Accra, Ghana, Afrique, 1960
It's Great to be Young, Ghana, 1960
Pékin, Chine, 1965
Washington D.C, Jan Rose Kasmir, 21 octobre 1967
Jan Rose Kasmir, une lycéenne américaine, une fleur à la main, face aux lames des fusils à baïonnettes des soldats de la garde nationale près du Pentagone, fixant un militaire dans les yeux, pendant une des marches contre la Guerre du Viêt Nam.

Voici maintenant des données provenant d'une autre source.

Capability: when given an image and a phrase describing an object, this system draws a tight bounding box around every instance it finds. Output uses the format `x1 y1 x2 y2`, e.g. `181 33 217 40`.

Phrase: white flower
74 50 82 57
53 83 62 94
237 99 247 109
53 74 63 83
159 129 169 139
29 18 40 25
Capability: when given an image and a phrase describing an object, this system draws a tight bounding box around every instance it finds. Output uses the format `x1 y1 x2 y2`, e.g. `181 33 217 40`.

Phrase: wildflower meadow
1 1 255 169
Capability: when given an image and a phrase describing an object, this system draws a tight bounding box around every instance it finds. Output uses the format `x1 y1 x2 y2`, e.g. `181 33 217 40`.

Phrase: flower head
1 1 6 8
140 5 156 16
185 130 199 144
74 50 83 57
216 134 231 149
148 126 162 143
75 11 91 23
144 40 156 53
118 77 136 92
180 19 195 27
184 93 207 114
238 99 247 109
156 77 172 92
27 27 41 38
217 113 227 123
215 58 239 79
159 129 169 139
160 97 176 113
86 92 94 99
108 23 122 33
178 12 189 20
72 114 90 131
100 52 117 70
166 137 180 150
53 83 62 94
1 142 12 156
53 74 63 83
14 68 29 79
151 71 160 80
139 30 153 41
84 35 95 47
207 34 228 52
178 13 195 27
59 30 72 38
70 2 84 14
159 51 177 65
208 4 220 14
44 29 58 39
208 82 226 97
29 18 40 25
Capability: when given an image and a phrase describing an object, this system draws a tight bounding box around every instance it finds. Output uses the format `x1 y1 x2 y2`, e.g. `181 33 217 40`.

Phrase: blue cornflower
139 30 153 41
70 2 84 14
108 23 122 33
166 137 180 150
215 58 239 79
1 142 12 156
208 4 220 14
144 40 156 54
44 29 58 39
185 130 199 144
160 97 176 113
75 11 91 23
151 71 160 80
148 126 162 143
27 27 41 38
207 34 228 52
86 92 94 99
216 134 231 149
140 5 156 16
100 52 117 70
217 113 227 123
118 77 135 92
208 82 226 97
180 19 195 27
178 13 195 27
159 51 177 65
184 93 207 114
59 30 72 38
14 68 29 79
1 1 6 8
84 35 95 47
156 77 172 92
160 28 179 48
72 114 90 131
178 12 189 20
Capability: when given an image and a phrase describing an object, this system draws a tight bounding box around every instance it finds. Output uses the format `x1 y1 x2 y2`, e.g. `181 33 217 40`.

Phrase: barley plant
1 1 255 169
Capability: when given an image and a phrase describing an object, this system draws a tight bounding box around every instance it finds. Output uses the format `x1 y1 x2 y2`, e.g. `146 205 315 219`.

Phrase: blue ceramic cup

« Je photographie avec frénésie, la nuit tombe, j’épuise mes films, quand cette jeune fille, seule face aux baïonnettes, dessine avec une fleur le symbole de la jeunesse américaine. Cette photo est la dernière de mon film. » Marc Riboud
Une photo construite sur une opposition entre les signes situés à gauche et ceux situés à droite d’une verticale tracée au milieu de l’image. Opposition parfaite comme en témoignent, la gauche et la droite, le passé et l’avenir, les hommes et la femme, le pluriel et le singulier, le sombre et le clair, les horizontales et la verticale, le flou et le net. Au-delà, et par extrapolation, on constate qu’à l’association « homme-arme-guerre » répond « femme-fleur-paix ».